Any university library is one of the key centres of campus life and can even be likened to the "brain" of the community. It provides not only a place where students and faculty can pursue their studies, but also a range of opportunities for individuals to expand their cultural horizons and step beyond the boundaries of their chosen academic disciplines.
For this reason, the Hong Kong Baptist University (HKBU) has recently completed an extensive renovation and expansion of its library. This project, which was funded to the tune of HK$13 million by the University Grants Committee, took a year to complete and increased available space by almost 20 per cent. "The project was well overdue," says Shirley Leung, HKBU's librarian. "We were simply beginning to run out of space."

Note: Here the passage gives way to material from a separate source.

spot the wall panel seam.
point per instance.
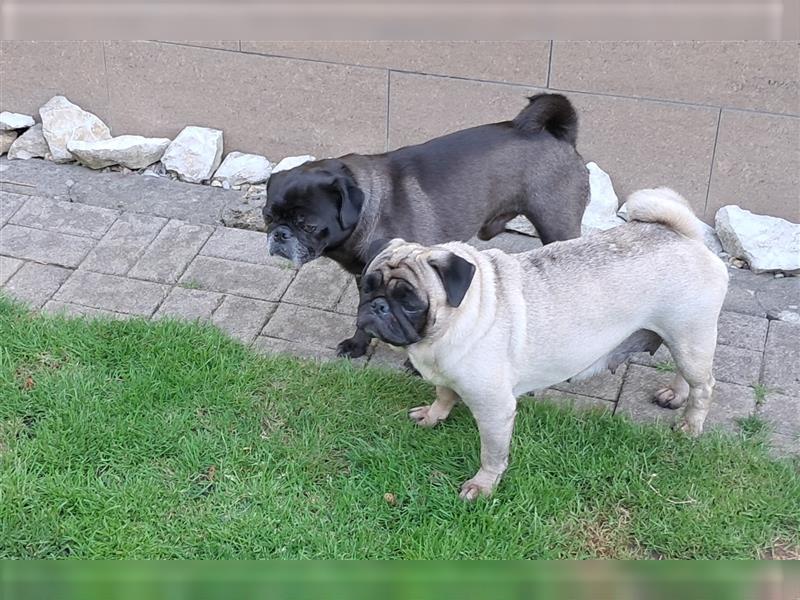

A comprehensive feasibility study was undertaken before the project was given the green light. "We carried out an analysis of shelving capacity and the library's acquisition rate," Ms Leung explains. Final approval was given in 2002 by the relevant university bodies and local architects Leigh & Orange were then selected after a tender process. Their key objective was to find ways of optimising space.
The expanded facility now has new audiovisual equipment plus two viewing rooms and an area for listening to music or watching videos. Three study rooms have been added for small group discussions and there is an extra area that can stay open longer than regular library hours during examination periods. One of the most welcome alterations, according to Ms Leung, is the improved section for newspapers and current periodicals. "It was just too cramped before and is now being utilised much more effectively."
In addition to receiving government funding, HKBU set aside HK$3 million for the scheme. There was also a HK$1 million grant from the Wing Lung Bank Foundation, some of which was for a visual arts project. As part of the university's cultural enrichment policy, the 23-metre wall facing the library's main stairwell was converted into an art gallery. "We have been able to conceptualise the space and create displays and exhibitions," says Ms Leung. There have already been exhibitions of Chinese calligraphy and of portraits of distinguished Chinese writers by the famous local artist Kong Kai-ming.
Students are taking full advantage of the improved facility and Ms Leung anticipates more changes ahead. "The government's education reforms will lead to more alterations in the university system and I envisage further expansion will be necessary in the years to come."